À l’heure de la production de masse et de la consommation rapide, la céramique artisanale apparaît comme un contrepoint essentiel. Présente depuis des millénaires dans toutes les civilisations, elle est bien plus qu’un simple objet utilitaire ou décoratif : elle est un témoignage de notre histoire, de nos traditions et de notre rapport au monde.
Comprendre l’importance de la céramique artisanale, c’est interroger nos origines, notre manière de consommer aujourd’hui, et surtout la société que nous souhaitons construire pour demain.

La céramique artisanale, pilier de l’histoire humaine

La céramique est l’un des plus anciens savoir-faire de l’humanité. Les premières poteries apparaissent bien avant l’écriture et constituent aujourd’hui une source majeure d’informations pour l’archéologie. Grâce à elles, il est possible de retracer l’évolution des peuples, leurs échanges commerciaux, leurs pratiques alimentaires, religieuses et sociales.

Chaque fragment de céramique retrouvé est une archive. Il raconte un territoire, une époque, un mode de vie. Sans la céramique, une grande partie de notre compréhension des origines humaines serait tout simplement inaccessible.

Un savoir-faire artisanal transmis depuis des générations

La céramique artisanale repose sur des gestes précis, transmis lentement, souvent de maître à élève. Le travail de la terre, du feu et du temps demande patience, expérience et engagement. Ce savoir-faire ne peut être automatisé sans en perdre l’essence.

Contrairement à la production industrielle, l’artisan céramiste s’inscrit dans une continuité historique. Il perpétue des techniques ancestrales tout en les adaptant à son époque. Chaque pièce est le résultat d’un choix, d’une intention et d’une maîtrise acquise au fil des années.

La valeur humaine et symbolique de l’objet céramique

Un objet en céramique artisanale n’est jamais neutre. Il porte la trace de la main qui l’a façonné, de son rythme, de ses décisions. Il raconte une histoire silencieuse que l’utilisateur ressent, souvent inconsciemment.

Utiliser une céramique artisanale au quotidien, c’est réintroduire du sens dans des gestes simples. C’est créer une relation durable avec un objet qui a une identité, une présence, une âme. Là où l’objet industriel est interchangeable, l’objet artisanal devient unique et irremplaçable.

Face à l’industrialisation : choisir moins, mais mieux

La surproduction industrielle a profondément modifié notre rapport aux objets. Nos placards débordent de céramiques standardisées, produites en grande quantité, souvent sans considération pour la durabilité ou l’impact humain et environnemental.

Faire le choix de la céramique artisanale, c’est adopter une autre logique :
– privilégier la qualité plutôt que la quantité
– consommer de manière plus responsable
– soutenir un artisanat local et vivant

Avoir moins de céramiques, mais de meilleure qualité, c’est redonner de la valeur à ce que l’on possède.
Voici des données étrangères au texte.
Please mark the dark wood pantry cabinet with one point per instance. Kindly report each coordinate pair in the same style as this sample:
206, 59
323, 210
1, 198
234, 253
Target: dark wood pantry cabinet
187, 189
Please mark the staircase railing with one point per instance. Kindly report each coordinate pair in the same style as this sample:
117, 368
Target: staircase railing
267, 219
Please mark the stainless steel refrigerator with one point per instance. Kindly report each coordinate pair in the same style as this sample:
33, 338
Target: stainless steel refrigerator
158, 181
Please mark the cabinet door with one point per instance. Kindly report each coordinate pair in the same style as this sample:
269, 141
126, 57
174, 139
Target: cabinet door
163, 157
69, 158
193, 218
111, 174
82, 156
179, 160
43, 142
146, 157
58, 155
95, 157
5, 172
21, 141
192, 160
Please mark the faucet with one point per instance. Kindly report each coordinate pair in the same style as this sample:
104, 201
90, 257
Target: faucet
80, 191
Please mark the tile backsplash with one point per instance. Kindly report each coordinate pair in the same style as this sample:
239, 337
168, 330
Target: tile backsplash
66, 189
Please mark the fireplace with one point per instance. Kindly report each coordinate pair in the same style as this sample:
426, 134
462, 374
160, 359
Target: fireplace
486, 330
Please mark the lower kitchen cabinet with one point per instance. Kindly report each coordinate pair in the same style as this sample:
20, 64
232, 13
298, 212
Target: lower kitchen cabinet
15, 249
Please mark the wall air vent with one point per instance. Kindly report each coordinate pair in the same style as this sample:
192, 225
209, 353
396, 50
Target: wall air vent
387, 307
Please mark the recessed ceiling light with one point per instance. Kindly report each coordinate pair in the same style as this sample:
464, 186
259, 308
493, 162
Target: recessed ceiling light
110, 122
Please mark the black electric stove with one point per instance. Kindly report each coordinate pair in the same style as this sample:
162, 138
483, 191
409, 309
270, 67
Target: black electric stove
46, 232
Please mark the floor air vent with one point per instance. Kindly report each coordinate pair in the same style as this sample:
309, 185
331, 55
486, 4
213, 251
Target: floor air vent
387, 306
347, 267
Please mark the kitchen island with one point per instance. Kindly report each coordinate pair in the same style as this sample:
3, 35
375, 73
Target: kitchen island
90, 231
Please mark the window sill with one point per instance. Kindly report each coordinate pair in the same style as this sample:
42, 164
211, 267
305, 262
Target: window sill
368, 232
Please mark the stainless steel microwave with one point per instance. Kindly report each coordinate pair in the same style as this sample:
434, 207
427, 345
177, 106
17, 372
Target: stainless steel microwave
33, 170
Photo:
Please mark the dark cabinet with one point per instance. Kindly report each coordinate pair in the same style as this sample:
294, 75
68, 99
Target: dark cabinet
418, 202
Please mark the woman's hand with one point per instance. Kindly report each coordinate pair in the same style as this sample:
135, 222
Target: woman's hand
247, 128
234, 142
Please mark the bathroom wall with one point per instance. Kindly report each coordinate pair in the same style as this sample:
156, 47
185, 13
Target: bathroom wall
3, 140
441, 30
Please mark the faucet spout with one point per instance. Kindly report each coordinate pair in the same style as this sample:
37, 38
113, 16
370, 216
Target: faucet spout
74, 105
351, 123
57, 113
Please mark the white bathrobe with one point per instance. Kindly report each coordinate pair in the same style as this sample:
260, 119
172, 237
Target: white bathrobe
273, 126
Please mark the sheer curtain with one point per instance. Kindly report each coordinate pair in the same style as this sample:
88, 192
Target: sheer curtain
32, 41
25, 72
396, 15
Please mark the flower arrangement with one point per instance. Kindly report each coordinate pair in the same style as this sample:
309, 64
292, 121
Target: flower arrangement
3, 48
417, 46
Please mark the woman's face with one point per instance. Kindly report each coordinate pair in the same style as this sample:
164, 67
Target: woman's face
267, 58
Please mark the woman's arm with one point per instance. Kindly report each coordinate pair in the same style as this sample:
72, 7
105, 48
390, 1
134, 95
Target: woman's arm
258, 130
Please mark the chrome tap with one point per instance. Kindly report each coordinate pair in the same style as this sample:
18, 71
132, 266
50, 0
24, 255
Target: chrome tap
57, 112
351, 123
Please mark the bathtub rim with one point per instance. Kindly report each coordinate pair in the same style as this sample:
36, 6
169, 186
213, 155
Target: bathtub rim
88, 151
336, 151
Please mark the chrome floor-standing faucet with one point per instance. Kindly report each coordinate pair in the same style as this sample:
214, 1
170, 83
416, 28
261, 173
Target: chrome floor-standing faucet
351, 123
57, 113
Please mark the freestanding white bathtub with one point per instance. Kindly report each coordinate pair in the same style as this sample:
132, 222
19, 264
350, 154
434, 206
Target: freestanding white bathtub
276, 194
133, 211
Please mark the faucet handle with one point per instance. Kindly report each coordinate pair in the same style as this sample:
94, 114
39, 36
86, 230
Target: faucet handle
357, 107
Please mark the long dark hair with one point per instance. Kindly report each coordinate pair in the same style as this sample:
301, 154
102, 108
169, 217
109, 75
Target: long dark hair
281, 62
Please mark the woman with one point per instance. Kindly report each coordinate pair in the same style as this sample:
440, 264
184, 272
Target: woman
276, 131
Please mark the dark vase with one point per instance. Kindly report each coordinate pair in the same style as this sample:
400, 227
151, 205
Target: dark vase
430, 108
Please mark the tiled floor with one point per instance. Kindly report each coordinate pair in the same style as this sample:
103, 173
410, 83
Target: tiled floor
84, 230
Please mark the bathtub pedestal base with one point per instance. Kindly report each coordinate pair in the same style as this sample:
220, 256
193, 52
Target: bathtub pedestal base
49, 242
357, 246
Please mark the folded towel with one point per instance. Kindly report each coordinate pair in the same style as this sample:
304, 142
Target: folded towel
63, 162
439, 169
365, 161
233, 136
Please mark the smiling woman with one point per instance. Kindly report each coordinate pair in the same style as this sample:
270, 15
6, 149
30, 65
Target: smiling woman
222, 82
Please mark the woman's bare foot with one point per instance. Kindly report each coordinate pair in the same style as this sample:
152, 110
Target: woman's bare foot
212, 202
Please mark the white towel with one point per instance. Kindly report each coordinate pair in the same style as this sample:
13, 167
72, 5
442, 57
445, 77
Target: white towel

Transmettre pour ne pas disparaître

La survie de la céramique artisanale dépend de la transmission. Sans reconnaissance, sans soutien, sans apprentissage, ce savoir-faire risque de s’éteindre. Abandonner l’artisanat au profit exclusif de l’industriel, c’est accepter la perte irréversible d’un patrimoine culturel.

Préserver la céramique artisanale, c’est transmettre aux générations futures bien plus que des objets :
c’est leur transmettre une relation au temps, à la matière, à la création et au respect du travail humain.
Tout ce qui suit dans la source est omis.